Dolayısıyla Genel Kurul'un verdigi talimatları yerine getirmekle yükümlü olan yönetim kurulunun, vakit geçirmeden ilk toplantısında önce seçim maddesini görüşüp halletmesi gerekiyor. Bununla ilgili de herhangi bir karar tasarrufu yok. Tüzük gayet açık. Genel Kurul kararını verdi.
Peki buralara nasıl geldik? Yine oldukça tartışmalı bir tüzük maddesinden. "Yıllık Olağan Toplantı Ve Gündemi" başlıklı maddede şu deniliyor:
"madde 26:.......... Yönetim Kurulu'nun Mali ve Yönetsel bakımdan AYRI AYRI görüşülerek karara bağlanması......."
Bu zamana kadar tekparça olarak gerçekleştirilen ibra mekanizması bu sefer ikiye bölünmüş, 1-2 gündür akılları karıştıran sonucu ortaya çıkarmıştır diyebiliriz. Pazar gunü yapılan oylamada Üyelerin Mali konularda yönetimi ibra edip, idari anlamda ise aklamayacağı sabahtan beri belliyken, Başkan POLAT'ın bu sessiz konsensüsü iyice pekiştiren konuşmaları sebebiyle, son dakikalarda tam bir karmaşa yaşandı. Divan Başkanı "Yönetim Mali olarak ibra edilmiş, idari olarak ibra edilmemistir" der demez, tartışmalar başka bir boyut kazandı. Çünkü yine Tüzük içindeki "Başkanlığa ve kurullara seçilmek için kıdem yılı ve nitelik" başlıklı maddede şu yazıyor:
" madde 59:............Aklanmayan Kulüp Baskanı ile Yönetim Kurulu ve Denetim Kurulu Üyeleri bir seçim donemi geçmeden yeniden aday olamaz ve seçilemezler".
Şimdi anlaşılıyor ki, ortada bir gariplik var. Genel Kurul tarafından aklanmayan Başkan ve Yönetim Kurulu üyelerinin, aday olamayacakları bir Olağanüstü Seçimli Genel Kurul yapmaları gerekiyor. Bu kesin.
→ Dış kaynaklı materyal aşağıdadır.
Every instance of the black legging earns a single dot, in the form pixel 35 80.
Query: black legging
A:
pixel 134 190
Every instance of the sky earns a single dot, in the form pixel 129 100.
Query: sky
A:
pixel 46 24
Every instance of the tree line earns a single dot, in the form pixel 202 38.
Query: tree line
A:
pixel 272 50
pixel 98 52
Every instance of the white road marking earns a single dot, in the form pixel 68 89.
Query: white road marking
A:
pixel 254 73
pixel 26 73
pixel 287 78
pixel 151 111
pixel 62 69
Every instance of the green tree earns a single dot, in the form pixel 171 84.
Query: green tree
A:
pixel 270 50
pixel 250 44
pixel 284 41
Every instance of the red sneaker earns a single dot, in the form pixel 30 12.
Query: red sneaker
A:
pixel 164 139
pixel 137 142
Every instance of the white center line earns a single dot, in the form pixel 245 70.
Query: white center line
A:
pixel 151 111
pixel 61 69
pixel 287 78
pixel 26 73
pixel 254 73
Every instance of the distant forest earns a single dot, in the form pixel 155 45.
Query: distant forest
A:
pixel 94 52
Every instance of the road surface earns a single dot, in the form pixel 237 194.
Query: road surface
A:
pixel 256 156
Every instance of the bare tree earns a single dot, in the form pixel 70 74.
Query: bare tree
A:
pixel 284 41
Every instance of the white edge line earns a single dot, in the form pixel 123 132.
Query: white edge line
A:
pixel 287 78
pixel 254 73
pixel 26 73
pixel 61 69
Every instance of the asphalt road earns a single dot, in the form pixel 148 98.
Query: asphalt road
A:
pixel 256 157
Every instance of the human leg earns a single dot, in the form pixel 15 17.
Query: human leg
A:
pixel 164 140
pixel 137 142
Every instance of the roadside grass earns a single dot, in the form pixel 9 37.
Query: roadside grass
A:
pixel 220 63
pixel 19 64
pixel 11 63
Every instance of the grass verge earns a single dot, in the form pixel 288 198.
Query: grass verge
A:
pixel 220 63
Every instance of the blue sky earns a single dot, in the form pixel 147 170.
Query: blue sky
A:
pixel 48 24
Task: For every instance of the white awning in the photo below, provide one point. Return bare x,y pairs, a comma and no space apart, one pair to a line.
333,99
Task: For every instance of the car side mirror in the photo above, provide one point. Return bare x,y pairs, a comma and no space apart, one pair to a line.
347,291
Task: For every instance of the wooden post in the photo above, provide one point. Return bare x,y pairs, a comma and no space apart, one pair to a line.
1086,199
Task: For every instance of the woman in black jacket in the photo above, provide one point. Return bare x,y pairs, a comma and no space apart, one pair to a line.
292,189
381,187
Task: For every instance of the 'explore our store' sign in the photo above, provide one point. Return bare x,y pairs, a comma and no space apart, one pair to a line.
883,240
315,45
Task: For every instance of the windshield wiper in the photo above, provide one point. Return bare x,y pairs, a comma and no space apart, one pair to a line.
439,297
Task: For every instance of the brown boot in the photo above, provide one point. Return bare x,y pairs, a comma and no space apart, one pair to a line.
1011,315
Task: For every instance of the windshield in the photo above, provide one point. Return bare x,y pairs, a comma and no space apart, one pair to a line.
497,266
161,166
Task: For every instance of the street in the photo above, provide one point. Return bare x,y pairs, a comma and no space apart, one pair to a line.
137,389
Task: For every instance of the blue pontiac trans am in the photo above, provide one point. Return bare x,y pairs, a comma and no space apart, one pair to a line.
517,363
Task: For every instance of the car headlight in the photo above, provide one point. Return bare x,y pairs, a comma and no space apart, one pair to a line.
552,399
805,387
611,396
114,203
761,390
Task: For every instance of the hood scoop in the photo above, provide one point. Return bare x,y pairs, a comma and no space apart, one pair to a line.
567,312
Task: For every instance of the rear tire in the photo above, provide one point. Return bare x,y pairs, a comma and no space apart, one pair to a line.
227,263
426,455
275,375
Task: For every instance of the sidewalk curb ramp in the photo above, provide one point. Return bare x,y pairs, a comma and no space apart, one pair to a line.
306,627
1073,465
Ancak, yazının en başında belirttiğim gibi Tüzük icindeki geçici maddelere göre, yönetim kurulu üyeleri seçilme haklarının kaybetmediklerini düşünüyor olabilirler. Dolayısıyla hem secim takvimini hem de "adaylığımızda herhangi bir sorun yok" şeklindeki yaklaşımlarını açıklayabilirler. Kimse buna şaşırmamalı. Ancak tüzük hazırlama tekniğinde, geçici maddeler herhangi bir şekilde tüzüğün eklentisi olamazlar ve ana yapının işlevini engelleyemezler. Sanıyorum ki bu nedenle Kulüp Tüzüğü, Dernekler Masasından "şartlı" onay almış durumda.
Buradan çıkarılması gereken sonuç : Her türlü sekilde hukuku lastik gibi çekip uzatmaya çalışmak belki maharettir ama, önemli olan camianın ne düşündüğüdür.
Bir de unutmadan: Kaptan ilk önce yolcuları, sonra murattebatı kurtarır ve gemiden en son kendisi çıkar. Çalışmaktan başka gayesi olmayan, ibra olmamayı hiç hak etmemiş insanları da ateşe atacak kararlar almak, denizle arası iyi olanın yapacağı davranış değildir.
Not: Galatasaray Spor Kulubü Derneği'nin Tüzüğü içindeki birçok havada kalan, üyelerin denetim kabiliyetini azaltan maddeleri sebebiyle bir kere daha değiştirilmelidir. Bu da başlı başına bir iştir.